Supporting students with digital
An important part of the digital strategy at West College Scotland is to bridge the digital poverty gap in their student population. The college operates across three campuses in deprived areas of the country, and so making sure that all 25,000 students have access to learning was, and continues to be, a priority.
One of the big investments that has helped students is MiFi (or mobile Wi-Fi) devices, which are small, portable devices which give the user internet connection without having to have a broadband router.
These devices are especially valuable in the case of a large proportion of the college’s ESOL learners, who often have no access to technology.
“Getting technology to this cohort of students was of vital importance, making sure that they could connect to the college not just for their studies, but for information updates and exchange. They were finding it a vicious cycle that they couldn't even get on to apply and enrol, before they even got into the point of getting involved in the subject specialism and the learning and teaching.”
This technology is essential in helping students over the first hurdle, but also in making sure that students already enrolled got the technology they need to engage in their studies and successfully complete their courses. The college was able to map students from the most deprived areas to the subjects that were most reliant on digital interaction to make sure that these students had the appropriate digital support to meet the needs of their courses.

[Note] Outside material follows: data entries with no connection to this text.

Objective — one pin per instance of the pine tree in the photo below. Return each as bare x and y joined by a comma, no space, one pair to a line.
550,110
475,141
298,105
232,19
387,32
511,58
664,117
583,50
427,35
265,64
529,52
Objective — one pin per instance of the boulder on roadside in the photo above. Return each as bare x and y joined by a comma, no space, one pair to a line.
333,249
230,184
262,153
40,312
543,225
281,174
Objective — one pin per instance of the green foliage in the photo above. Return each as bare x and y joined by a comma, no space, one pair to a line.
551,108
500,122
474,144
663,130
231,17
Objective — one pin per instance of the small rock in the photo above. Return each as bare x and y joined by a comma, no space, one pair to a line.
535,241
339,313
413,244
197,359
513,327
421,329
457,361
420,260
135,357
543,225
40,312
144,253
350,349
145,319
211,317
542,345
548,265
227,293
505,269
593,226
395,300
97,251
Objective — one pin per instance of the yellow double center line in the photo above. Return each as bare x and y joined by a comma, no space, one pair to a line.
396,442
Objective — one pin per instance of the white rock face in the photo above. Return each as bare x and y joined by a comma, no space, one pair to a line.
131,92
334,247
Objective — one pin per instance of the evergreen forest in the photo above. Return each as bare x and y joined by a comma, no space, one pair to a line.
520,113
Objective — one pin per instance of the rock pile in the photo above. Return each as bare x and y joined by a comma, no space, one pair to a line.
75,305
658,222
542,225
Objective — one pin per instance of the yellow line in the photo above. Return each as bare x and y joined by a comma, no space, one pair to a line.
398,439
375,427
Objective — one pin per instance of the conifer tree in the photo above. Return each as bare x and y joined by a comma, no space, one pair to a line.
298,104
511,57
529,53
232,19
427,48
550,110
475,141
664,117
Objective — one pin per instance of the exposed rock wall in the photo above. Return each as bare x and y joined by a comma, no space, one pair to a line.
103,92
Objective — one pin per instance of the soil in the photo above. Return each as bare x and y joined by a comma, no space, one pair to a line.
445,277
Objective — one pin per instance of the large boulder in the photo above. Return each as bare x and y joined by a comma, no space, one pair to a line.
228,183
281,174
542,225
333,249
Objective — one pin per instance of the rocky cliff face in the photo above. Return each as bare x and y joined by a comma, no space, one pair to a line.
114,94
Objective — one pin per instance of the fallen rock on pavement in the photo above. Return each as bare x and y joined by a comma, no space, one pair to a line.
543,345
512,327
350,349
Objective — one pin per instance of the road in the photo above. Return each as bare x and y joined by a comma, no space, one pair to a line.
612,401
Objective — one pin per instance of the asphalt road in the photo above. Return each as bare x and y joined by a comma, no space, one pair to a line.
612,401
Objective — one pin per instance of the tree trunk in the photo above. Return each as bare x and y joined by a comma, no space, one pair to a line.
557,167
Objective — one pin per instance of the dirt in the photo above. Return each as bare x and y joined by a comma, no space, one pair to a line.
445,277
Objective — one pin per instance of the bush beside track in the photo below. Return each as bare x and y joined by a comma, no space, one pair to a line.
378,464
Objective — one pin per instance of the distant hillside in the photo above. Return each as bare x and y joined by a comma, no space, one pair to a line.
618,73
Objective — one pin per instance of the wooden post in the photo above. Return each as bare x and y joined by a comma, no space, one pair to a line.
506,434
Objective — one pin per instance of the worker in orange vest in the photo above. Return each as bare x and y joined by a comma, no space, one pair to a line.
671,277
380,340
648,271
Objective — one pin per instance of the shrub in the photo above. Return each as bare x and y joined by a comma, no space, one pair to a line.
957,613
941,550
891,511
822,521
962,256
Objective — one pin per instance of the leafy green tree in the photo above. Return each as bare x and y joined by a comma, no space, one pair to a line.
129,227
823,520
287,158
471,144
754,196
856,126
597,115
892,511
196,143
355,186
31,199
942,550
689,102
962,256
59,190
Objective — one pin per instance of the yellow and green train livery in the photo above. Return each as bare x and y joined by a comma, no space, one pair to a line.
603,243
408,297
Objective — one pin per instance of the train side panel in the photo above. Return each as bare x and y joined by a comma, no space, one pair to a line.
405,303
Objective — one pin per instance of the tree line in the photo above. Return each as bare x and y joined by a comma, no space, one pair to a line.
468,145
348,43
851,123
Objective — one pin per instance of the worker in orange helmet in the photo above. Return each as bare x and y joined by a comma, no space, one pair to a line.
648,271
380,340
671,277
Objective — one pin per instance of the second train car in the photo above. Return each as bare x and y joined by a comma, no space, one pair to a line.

What’s next for West College Scotland?
“The big one for us is using digital technologies for business transformation and enhancing, not just our processes and approaches, but encouraging the digital mindset of staff which will lead to enhanced culture change. It's not just about getting things efficient. We want it as effective as possible so that that people are getting the best experience.”
The college is currently using the digital elevation tool to inform the next stages of their journey, and Angela says the tool has already helped prioritise certain areas of their digital strategy, such as focusing on AI sooner than they had initially planned.
“From looking at the questions we’re making AI one of our top priorities with bot technology and what that can now yield.”
From this they have put together a small team just to work on rolling out this technology. Angela says that this will help students and staff find answers to their queries quicker and more efficiently.
They are prioritising putting together frequently asked questions and piloting the tech in student support services, and in HR and finance, which are areas where the college receives a lot of questions.
She says of the digital elevation tool:
“The questions and the content are very good. They provide a valuable series of questions to prompt and ensure we are exploring and aligning to the correct elements of our staff and business digital operations and that’s what we need.”